FTC, DOJ Issue Antitrust Guidance for HR Professionals
Time 3 Minute Read

This past week, the FTC and DOJ issued an 11-page guidance document (the “Guidance”) aimed at protecting employees against anticompetitive conduct with respect to naked wage-fixing and agreements, in which companies agree on salary or other terms of compensation, and anti-poaching agreements, in which companies agree not to recruit each other’s employees. The Guidance for human resource (“HR”) professionals and hiring managers relates to both hiring and compensation decisions.

The Guidance makes clear that naked wage-fixing and anti-poaching agreements are illegal under U.S. antitrust laws and, moving forward, the DOJ will criminally investigate both individuals and companies suspected of their violation. There is a carve-out for legitimate collaboration between employers. The most common form of relevant, legitimate collaboration would be a joint venture between two companies, as these are not considered per se illegal under the antitrust laws.

Acting Assistant Attorney General Renata Hesse of the Justice Department’s Antitrust Division said in a press release, “HR professionals need to understand that these violations can lead to severe consequences, including criminal prosecution.
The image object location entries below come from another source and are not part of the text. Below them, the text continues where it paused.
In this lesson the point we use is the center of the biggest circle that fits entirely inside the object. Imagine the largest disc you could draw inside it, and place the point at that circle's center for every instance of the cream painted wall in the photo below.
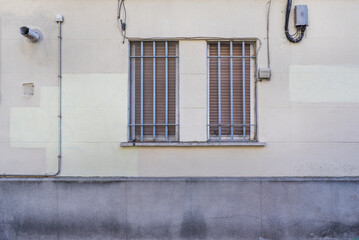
(307, 113)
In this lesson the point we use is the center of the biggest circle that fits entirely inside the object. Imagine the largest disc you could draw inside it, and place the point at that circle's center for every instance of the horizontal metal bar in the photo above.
(153, 57)
(232, 57)
(154, 124)
(229, 125)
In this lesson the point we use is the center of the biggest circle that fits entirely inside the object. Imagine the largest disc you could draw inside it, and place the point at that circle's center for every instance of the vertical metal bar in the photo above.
(141, 91)
(255, 92)
(231, 76)
(219, 92)
(178, 91)
(154, 90)
(244, 88)
(129, 93)
(208, 59)
(166, 91)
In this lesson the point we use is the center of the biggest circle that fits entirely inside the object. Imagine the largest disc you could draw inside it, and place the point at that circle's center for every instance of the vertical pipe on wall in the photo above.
(231, 79)
(166, 91)
(244, 87)
(60, 99)
(219, 92)
(154, 90)
(141, 91)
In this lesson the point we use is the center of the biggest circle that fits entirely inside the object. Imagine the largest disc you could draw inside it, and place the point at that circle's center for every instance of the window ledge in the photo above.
(193, 144)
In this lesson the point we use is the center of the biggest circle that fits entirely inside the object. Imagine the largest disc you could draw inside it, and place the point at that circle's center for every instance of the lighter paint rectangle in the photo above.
(317, 83)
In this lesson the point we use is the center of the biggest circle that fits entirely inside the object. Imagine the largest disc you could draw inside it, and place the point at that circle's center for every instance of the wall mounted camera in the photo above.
(30, 34)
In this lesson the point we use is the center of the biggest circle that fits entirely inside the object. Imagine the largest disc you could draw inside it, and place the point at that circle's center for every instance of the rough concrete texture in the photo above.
(213, 208)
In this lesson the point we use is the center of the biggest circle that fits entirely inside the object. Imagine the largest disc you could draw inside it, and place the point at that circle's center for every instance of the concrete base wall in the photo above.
(185, 208)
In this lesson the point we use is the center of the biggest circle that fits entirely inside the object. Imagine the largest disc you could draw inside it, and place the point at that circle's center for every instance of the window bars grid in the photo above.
(230, 92)
(153, 90)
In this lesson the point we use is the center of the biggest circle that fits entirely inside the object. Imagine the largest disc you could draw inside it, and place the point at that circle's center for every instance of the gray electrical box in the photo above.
(301, 15)
(264, 73)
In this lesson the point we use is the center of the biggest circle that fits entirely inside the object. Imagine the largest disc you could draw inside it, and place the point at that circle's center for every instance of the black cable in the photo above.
(298, 36)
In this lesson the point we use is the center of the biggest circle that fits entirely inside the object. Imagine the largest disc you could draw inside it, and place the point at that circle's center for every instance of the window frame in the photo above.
(131, 102)
(253, 124)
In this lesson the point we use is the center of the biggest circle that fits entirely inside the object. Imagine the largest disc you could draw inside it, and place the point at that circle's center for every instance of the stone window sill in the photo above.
(193, 144)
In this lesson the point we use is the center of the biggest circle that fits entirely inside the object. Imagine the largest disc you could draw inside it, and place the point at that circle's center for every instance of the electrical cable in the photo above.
(121, 22)
(298, 36)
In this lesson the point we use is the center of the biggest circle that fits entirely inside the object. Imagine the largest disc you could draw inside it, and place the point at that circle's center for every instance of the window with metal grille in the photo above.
(231, 93)
(153, 91)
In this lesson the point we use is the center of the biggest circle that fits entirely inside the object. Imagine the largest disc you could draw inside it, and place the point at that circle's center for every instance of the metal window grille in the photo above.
(153, 91)
(231, 91)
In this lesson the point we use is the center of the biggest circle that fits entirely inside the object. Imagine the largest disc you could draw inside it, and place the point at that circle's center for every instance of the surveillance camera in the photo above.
(30, 34)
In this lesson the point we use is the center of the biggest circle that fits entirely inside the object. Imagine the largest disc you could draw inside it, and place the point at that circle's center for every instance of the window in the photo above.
(231, 114)
(153, 91)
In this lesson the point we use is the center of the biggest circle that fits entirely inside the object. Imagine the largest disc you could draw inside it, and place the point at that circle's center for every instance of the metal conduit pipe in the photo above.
(59, 20)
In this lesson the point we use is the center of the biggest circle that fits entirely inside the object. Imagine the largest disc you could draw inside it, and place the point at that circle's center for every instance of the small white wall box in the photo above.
(264, 73)
(28, 89)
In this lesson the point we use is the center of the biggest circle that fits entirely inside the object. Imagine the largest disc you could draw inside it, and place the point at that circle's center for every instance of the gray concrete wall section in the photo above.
(185, 208)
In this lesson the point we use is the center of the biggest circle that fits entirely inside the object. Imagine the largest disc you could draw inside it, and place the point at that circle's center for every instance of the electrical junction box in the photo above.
(301, 15)
(264, 73)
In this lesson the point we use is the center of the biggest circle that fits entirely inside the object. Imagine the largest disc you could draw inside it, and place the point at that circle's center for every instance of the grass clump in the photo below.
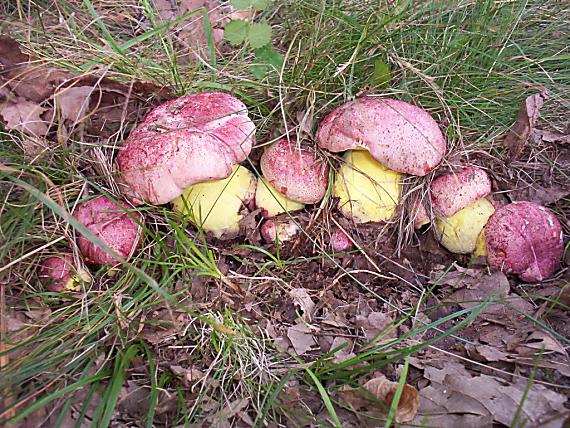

The newly released joint guidance provides HR professionals with information to prevent violations and report potentially unlawful activity, furthering the Justice Department’s commitment to protect workers from harmful conduct that stifles competition.”

Even if the companies do not enter into explicit wage-fixing agreements, the new Guidance states that regularly or periodically sharing sensitive information regarding terms and conditions of employment (e.g., compensation information) with competing employers may be evidence of an implicit agreement in violation of antitrust laws. The penalty for information sharing that has, or has the potential to have, an anticompetitive effect is limited to civil antitrust liability. The Guidance outlines examples of how companies can lawfully exchange information, including:

  • using a neutral third party to manage the exchange;
  •  exchanging information that is relatively old;
  • aggregating information to protect the identity of the underlying sources and/or to prohibit the ability to link data to a particular employee; and
  • limiting information to be shared in the course of determining whether to pursue a merger or acquisition.

As part of the new Guidance, the FTC and DOJ have included a limited Q&A section for various scenarios that may be encountered by HR departments. While this Guidance does not provide all the detail necessary to ensure compliance with antitrust laws, the agencies provided a list of “red flags” to guide HR professionals. Going forward, HR officials should exercise caution and avoid discussions regarding hiring and compensation with colleagues at competitor companies.